The iPad is coming! The iPad is coming!

The internet is abuzz with articles about the iPad and how it will revolutionize media, about how four million people will own one in the next year, about how the iPad will save magazines and newspapers and much more.

But there are a few things about the iPad that give me reason to think that it may not be the game-changer the blogosphere would have you believe.

The iPad is a neat device. Like most things Apple makes, it looks cool. It has great form and probably pretty good functionality, too.

And like most products Apple makes, it’s expensive. The iPad starts out at $499. And the really good ones, with 3G cellular connectivity and lots of memory, can set you back as much as $829, not including monthly cellular service. That’s a lot of money to spend on a device for reading the morning news while mouthing a crumbly doughnut and slurping a cup of coffee in a vanpool, cab or train on the way to work.

Also like most products Apple makes, it’s exclusive. If you want content for the iPad, you have to go through an Apple website, ala the iPod and iTunes. Magazine publishers who want their titles on the iPad have to give Apple 30 percent of the take, and don’t have much, if any, control over user data.

Of course, this is hardly the first time Apple has taken this approach to business. The year is 1984, and computer maker Apple introduces the Macintosh, an incredibly cool, futuristic device (sound familiar?) that promises to redefine the growing personal computer market and upend the lead that IBM had forged with its PC platform.

Source: arstechnica.com

It didn’t happen. IBM licensed its computer architecture out to third party manufacturers (ever heard of Dell, HP, or Gateway?). Apple didn’t. And today, Apple’s OSX operating system—by most accounts sturdier, slicker and faster than Windows (the heir to the IBM legacy)—has just a five percent market share. Windows has 92 percent.

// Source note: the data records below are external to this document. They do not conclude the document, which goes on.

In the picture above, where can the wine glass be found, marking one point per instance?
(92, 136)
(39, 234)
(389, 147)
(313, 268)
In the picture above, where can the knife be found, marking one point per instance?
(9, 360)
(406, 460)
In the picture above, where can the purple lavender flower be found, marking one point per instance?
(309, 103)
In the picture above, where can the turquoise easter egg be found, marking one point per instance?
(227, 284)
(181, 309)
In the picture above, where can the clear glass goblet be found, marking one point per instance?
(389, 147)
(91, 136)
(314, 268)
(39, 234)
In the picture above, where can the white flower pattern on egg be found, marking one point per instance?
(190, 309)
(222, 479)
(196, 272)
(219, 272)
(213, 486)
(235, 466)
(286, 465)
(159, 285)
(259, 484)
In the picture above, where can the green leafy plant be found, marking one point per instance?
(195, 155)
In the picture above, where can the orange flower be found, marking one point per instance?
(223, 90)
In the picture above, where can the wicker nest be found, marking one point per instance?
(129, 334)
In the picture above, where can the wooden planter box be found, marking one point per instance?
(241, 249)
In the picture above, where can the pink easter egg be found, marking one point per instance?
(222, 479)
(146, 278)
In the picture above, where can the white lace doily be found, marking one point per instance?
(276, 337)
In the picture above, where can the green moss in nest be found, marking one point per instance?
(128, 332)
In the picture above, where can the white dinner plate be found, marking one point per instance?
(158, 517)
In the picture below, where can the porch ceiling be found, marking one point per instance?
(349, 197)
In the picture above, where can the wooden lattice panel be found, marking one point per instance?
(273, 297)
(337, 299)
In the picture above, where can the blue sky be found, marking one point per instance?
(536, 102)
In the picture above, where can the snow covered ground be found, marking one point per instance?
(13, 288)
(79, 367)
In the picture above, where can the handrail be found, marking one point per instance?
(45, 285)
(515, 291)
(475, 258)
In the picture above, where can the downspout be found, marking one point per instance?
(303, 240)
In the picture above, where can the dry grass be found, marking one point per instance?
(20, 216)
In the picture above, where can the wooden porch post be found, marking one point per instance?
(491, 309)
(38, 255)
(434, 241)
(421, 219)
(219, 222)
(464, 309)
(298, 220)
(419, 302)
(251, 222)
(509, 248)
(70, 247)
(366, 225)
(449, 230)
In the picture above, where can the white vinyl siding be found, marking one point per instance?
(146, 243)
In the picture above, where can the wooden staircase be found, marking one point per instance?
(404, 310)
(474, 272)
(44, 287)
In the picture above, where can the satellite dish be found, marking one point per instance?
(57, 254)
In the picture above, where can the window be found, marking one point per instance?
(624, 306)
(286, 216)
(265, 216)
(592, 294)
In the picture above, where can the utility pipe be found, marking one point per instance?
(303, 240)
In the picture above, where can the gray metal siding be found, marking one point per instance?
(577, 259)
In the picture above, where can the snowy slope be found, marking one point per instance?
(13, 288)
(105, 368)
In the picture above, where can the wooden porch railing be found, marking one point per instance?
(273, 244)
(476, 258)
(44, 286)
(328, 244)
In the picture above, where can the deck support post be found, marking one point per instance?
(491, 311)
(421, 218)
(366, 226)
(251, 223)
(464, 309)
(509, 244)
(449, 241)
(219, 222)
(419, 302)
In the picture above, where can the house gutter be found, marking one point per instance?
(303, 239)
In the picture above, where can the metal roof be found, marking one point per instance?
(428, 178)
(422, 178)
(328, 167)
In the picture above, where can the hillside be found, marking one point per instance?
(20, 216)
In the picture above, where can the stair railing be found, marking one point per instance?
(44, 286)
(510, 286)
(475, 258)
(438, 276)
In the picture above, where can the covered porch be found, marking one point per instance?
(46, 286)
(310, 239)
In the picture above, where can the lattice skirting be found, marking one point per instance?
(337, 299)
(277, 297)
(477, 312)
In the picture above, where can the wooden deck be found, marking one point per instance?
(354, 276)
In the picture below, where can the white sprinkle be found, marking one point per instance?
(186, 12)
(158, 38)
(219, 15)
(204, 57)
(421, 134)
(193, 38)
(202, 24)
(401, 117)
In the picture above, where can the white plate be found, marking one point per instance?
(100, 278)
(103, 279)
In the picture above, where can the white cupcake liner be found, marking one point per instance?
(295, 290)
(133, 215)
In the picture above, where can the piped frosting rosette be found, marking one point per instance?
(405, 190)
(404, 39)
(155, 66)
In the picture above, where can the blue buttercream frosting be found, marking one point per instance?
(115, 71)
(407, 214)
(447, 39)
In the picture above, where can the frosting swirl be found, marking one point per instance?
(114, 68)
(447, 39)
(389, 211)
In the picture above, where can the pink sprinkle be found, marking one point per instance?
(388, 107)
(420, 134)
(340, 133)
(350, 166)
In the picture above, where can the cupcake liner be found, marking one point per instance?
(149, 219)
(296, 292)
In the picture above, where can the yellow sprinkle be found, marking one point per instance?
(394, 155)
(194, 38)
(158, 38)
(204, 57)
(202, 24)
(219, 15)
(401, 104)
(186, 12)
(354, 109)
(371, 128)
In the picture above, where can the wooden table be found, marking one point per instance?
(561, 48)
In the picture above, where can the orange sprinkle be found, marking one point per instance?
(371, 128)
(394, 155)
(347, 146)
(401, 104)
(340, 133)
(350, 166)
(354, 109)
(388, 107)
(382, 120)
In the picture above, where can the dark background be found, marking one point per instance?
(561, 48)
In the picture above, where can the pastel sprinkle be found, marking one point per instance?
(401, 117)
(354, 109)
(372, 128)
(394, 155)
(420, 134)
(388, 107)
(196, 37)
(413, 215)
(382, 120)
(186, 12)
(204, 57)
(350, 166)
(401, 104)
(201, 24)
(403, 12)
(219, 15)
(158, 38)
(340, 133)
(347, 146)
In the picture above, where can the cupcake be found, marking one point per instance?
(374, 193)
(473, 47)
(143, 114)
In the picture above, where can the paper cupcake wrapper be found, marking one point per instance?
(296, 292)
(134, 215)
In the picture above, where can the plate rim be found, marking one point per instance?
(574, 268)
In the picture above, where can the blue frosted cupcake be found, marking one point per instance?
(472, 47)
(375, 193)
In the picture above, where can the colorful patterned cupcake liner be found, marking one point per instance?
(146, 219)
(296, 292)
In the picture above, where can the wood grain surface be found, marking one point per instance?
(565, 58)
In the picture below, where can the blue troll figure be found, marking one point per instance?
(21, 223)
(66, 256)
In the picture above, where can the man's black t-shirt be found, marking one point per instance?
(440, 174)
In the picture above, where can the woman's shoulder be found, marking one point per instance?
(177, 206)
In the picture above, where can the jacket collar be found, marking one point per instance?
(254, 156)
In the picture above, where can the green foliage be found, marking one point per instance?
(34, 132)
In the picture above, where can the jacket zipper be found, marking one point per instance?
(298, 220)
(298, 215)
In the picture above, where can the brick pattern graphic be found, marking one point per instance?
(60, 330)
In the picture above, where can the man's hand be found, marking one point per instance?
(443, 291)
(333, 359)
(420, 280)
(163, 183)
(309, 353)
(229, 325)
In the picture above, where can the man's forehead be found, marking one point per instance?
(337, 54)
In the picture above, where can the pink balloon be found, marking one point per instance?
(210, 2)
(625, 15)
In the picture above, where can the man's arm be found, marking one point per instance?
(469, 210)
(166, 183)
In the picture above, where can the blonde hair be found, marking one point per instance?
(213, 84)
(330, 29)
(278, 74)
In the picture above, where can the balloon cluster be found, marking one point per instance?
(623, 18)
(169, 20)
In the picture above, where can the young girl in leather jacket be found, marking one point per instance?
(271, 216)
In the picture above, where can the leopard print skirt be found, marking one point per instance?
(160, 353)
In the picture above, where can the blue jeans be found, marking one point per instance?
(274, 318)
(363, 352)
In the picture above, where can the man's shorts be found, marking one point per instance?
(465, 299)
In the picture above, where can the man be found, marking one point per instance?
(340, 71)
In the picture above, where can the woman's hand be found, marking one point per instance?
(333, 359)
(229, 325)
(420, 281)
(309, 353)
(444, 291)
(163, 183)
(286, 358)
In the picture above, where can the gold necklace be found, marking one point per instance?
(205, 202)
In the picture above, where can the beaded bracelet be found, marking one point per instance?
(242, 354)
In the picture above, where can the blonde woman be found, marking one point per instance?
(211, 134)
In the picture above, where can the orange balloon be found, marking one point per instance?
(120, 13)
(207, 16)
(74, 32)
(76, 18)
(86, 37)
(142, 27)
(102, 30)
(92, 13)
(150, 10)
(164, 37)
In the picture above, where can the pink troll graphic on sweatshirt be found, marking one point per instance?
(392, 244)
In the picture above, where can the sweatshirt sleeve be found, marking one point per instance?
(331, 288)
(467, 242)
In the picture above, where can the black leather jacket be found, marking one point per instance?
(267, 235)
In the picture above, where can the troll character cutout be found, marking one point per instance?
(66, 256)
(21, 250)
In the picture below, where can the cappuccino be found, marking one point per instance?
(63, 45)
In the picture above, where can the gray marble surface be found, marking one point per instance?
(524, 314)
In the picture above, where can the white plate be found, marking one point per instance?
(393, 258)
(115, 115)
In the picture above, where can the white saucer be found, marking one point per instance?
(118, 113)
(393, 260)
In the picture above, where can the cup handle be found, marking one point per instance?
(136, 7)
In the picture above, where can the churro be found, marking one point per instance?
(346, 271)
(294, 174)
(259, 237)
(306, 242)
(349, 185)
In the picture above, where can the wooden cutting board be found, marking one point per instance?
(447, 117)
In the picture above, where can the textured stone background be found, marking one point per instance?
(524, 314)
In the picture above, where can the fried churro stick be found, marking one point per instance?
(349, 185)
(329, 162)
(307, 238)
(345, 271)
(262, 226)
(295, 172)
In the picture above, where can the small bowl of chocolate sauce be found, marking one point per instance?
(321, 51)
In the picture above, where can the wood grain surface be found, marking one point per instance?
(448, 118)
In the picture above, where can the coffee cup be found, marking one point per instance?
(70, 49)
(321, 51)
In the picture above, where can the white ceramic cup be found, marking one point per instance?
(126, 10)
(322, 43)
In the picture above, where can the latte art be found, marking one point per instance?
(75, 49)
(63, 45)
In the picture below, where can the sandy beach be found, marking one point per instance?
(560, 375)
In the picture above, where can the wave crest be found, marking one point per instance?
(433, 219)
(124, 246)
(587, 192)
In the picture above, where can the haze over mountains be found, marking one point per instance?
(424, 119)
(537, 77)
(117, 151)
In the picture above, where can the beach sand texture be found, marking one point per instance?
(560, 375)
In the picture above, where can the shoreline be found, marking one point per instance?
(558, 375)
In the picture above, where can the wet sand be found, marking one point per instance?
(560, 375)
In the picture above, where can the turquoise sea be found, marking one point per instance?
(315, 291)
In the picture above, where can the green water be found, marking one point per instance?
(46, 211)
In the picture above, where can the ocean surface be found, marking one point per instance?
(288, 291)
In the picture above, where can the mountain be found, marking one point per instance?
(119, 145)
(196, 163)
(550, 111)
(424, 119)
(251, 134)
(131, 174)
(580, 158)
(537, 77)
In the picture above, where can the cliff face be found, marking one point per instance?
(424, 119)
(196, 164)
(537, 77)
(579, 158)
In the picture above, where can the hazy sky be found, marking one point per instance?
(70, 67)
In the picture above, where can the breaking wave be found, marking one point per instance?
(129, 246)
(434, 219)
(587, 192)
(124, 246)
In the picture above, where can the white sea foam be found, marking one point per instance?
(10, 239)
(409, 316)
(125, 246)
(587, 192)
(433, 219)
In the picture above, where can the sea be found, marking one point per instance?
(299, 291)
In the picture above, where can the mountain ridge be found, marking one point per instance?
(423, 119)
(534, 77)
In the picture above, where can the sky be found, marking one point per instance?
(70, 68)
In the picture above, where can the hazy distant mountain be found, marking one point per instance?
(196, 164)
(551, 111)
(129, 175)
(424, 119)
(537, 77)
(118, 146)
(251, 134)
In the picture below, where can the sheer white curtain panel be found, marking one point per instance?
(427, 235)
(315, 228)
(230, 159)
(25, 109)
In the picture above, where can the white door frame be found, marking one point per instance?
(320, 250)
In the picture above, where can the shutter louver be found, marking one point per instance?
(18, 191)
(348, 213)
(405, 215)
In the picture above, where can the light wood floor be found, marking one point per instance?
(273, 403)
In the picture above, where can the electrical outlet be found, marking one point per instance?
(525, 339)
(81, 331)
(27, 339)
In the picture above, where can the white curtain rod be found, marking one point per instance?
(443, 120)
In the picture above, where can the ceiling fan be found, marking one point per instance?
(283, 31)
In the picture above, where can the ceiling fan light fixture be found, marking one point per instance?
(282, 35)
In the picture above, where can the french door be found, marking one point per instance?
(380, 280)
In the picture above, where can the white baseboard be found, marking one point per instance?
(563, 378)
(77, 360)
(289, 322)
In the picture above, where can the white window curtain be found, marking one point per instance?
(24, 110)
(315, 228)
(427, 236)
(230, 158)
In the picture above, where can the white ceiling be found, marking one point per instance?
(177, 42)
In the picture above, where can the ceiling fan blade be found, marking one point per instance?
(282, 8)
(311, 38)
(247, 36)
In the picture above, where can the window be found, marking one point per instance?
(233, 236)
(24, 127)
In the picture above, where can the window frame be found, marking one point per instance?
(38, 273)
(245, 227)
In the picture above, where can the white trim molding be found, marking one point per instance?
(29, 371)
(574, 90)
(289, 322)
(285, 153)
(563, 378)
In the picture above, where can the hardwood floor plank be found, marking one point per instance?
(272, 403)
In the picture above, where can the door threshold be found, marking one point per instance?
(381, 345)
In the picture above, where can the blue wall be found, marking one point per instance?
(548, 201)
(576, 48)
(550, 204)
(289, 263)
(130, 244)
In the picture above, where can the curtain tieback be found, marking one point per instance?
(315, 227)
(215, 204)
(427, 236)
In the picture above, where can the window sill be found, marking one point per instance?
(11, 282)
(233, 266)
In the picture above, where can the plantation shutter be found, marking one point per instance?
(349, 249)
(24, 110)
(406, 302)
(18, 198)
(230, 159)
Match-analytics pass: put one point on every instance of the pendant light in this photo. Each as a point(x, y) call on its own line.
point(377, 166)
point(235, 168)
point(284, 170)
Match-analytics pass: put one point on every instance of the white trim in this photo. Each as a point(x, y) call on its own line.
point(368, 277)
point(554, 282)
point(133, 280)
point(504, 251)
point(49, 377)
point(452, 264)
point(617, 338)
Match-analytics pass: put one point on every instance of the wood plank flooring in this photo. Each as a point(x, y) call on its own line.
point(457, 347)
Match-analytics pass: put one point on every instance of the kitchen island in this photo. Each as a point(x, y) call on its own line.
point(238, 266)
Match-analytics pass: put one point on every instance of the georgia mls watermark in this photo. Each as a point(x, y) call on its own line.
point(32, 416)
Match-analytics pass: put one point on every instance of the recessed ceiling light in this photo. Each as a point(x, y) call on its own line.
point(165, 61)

You could tell a similar story about Sony and the Betamax, or America Online. Technology today is not about exclusivity. Technology, specifically (and especially) the internet, is about freedom of choice. That’s the appeal of the internet. It’s a wide open playground, a limitless library of information, with no one telling consumers from whom they must purchase their songs, movies or information.

In subsequent posts, I’ll talk about what I think needs to happen to make the iPad—or at least devices with iPad-like functionality—the revolutionary device that its boosters think it will be.